The Centre for Civil Society (CCS) at the University of KwaZulu-Natal recently hosted a charged event designed to encourage youth participation in civil society spaces. The event focused on contemporary issues young people in civil society are confronted with on a day to day basis.

This initiative aimed to create a platform in which young people are given an opportunity to voice out their opinions pertaining to political, environmental and social matters. It also aimed to provide space for young people to engage and promote social justice in their respective social contexts, thus propelling students to partake in social activism in a constructive and peaceful manner.

Ms Eliza Solis-Maart, CCS web researcher and postgraduate Development Studies candidate, facilitated proceedings. The first session was addressed by Mr Daniel Byamungu of the Africa Solidarity Network. He shed light on xenophobia and the threats it brings to a peaceful nation like ours.

The second session was chaired by Mr Lukhona Mnguni of the Maurice Webb Race Relations Unit. In the spotlight was the South African Government and its leaders with a special focus on the notion of state capture.

Mr Mnguni said, ‘In a country like ours, we defined the path we wanted to walk in 1994 when we had the elections, we defined it around a constitutional democracy.  So we created parameters of who should have power over the state and how should they capture that power over the state and that’s through a multiparty electoral process. State capture is a normal pursuit of politics so there is good capture so long as it happens with the parameters set up in a constitutional democracy where elections are free and fair and everybody has a chance to participate.’

Mr Mnguni continued saying, ‘We have given up our country to others to do as they please and the questions that you need to ask if we talk about how to undo the state capture issue is that you need to fight back and recapture the state to its rightful owners within the parameters we have defined. If you are an active citizen that is politically charged that is what you do.’
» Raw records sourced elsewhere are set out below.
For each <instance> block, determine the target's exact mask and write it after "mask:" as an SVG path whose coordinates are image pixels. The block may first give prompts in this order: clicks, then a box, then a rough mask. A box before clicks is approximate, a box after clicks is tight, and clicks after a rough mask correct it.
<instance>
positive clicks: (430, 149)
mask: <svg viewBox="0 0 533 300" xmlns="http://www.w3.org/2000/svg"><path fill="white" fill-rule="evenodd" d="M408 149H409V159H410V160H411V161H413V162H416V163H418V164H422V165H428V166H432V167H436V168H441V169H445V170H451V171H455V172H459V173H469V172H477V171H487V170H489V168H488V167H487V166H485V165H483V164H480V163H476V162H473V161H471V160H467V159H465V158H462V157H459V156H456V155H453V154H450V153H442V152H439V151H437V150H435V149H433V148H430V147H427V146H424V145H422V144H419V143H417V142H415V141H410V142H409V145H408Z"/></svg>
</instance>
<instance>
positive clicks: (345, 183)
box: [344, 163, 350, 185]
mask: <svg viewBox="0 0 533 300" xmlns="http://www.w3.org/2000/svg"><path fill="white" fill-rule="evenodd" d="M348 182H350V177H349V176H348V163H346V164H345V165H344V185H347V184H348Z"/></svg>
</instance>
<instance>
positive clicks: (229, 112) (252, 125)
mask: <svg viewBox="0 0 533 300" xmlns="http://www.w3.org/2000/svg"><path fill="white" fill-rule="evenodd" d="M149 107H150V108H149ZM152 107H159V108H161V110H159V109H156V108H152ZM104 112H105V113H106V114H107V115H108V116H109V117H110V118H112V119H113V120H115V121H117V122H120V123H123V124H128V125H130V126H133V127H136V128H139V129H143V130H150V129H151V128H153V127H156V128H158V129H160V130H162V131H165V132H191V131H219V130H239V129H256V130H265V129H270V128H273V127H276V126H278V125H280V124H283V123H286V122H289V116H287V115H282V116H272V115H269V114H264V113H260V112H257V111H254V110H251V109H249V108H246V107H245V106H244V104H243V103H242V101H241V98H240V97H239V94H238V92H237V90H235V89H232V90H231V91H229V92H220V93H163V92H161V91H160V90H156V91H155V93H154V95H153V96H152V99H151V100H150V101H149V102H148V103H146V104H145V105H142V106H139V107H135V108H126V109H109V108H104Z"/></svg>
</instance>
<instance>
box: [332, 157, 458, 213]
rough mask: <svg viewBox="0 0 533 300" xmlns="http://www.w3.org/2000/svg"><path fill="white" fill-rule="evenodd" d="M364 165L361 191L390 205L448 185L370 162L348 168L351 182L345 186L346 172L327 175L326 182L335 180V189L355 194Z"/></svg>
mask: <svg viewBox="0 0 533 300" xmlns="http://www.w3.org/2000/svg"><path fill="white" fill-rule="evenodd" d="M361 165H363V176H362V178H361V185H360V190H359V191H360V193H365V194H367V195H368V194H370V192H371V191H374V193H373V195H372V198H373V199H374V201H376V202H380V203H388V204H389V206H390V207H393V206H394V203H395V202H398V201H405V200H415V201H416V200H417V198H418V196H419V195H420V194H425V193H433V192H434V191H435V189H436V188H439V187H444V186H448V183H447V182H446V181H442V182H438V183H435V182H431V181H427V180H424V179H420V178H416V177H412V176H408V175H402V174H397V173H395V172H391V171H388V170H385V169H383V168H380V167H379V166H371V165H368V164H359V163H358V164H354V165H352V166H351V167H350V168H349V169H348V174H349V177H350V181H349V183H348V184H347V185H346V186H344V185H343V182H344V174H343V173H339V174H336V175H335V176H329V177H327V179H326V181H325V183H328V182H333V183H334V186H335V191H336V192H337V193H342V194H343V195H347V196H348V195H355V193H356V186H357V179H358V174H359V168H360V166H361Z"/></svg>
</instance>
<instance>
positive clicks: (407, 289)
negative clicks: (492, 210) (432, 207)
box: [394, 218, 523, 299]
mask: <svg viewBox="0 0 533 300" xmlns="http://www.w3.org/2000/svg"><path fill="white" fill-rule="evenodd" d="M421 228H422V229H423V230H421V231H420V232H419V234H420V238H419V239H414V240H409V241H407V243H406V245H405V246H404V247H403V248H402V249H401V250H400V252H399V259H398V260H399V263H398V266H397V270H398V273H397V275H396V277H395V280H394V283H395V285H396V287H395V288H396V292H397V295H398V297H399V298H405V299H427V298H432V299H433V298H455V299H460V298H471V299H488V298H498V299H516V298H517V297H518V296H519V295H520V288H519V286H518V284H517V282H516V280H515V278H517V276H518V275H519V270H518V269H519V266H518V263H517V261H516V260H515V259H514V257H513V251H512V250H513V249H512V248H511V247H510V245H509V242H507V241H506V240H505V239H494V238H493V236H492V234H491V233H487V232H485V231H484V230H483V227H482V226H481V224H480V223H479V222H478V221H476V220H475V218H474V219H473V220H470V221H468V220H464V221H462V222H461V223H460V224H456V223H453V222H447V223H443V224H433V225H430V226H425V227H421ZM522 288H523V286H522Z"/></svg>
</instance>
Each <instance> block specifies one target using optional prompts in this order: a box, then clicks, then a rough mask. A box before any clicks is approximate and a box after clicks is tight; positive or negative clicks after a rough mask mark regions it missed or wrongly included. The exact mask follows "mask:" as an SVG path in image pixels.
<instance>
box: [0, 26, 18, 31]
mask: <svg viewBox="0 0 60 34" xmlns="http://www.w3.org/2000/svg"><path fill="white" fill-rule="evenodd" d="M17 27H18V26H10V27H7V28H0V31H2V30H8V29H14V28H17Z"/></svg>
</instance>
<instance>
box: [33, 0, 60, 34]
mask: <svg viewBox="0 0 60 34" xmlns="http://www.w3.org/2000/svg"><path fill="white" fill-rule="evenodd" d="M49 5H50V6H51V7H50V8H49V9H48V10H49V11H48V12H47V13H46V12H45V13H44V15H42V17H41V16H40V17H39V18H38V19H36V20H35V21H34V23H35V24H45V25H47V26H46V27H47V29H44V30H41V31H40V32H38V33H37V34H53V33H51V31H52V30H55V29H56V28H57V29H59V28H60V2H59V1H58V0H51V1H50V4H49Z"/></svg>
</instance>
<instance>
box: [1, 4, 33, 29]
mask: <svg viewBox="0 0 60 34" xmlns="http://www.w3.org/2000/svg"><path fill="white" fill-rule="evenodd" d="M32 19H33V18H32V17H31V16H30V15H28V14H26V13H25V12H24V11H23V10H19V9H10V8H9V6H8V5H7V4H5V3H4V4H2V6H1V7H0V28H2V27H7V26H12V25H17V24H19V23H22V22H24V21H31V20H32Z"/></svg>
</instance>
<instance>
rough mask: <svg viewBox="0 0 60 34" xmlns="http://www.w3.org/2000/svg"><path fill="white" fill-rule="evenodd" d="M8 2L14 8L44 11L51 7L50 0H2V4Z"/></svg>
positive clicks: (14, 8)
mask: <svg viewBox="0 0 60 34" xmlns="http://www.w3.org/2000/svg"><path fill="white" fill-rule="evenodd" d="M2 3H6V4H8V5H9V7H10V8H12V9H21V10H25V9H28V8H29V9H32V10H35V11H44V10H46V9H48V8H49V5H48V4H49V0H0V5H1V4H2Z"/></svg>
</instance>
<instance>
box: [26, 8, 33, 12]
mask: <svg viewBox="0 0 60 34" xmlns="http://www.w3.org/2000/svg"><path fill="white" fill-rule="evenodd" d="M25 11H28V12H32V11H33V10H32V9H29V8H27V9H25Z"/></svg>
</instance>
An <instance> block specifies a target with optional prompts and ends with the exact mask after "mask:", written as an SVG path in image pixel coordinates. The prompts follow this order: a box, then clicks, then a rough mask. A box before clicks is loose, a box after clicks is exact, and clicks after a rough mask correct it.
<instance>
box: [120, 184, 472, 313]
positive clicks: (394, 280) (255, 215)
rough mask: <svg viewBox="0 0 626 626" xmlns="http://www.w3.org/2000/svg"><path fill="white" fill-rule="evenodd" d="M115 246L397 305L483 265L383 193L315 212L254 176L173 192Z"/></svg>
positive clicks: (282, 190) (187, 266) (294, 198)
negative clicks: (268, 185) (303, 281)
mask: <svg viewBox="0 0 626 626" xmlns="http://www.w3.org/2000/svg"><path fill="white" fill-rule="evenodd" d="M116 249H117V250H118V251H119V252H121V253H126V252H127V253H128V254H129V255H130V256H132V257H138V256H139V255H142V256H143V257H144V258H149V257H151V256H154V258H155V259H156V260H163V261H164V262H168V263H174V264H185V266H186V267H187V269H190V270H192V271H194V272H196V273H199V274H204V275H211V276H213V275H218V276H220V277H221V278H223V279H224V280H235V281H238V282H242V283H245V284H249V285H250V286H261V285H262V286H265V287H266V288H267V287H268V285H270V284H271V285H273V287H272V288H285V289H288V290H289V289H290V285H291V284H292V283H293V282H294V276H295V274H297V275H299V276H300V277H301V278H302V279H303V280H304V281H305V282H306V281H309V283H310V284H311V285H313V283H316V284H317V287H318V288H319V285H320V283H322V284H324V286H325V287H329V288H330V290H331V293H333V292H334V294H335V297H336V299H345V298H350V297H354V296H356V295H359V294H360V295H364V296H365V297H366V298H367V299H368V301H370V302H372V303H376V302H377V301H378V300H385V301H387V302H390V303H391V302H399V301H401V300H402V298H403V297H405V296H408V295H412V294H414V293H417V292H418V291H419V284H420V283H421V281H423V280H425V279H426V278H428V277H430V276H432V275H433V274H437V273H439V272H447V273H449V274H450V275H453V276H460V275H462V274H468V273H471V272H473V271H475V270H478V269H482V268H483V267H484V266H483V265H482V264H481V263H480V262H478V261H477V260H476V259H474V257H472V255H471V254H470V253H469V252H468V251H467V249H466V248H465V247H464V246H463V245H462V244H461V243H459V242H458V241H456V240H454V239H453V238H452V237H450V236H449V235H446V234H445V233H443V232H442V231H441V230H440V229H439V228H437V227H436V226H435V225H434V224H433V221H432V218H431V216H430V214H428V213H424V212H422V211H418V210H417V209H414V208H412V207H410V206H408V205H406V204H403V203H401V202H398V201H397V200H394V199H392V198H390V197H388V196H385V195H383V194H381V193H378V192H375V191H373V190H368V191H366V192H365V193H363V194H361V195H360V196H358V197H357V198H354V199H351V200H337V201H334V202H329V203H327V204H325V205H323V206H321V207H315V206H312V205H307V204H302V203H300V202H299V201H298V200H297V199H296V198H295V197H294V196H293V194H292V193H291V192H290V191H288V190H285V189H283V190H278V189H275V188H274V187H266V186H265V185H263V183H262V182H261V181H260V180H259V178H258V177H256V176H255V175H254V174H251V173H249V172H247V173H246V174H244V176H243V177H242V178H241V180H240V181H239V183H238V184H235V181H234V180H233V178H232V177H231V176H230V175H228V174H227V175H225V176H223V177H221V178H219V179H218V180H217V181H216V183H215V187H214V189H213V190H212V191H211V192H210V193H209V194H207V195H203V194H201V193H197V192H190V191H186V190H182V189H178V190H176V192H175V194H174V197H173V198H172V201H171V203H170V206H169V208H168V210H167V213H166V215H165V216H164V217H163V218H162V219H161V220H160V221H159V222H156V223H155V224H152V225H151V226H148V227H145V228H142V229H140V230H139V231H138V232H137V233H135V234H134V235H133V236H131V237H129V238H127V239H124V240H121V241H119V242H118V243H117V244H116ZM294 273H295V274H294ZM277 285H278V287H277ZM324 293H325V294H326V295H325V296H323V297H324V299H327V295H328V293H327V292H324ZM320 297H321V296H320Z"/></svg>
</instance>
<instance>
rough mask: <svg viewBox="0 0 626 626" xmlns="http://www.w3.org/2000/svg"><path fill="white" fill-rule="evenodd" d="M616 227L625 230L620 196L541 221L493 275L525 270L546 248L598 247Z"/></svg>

Other speakers included gender specialist Professor Rozena Maart, accompanied by Ms Ayanda Tshazi, who spoke about feminism in South Africa with a focus on gender norms and the roles that men and women are expected to play. Student speakers, Mr Sandile Zondi and Mr Pinda Mofokeng, demonstrated how the issues surrounding education within South Africa have a longstanding history in our country, far beyond the 2015 protests. In addition, they demonstrated how the current context of education and schooling may affect future citizens of South Africa.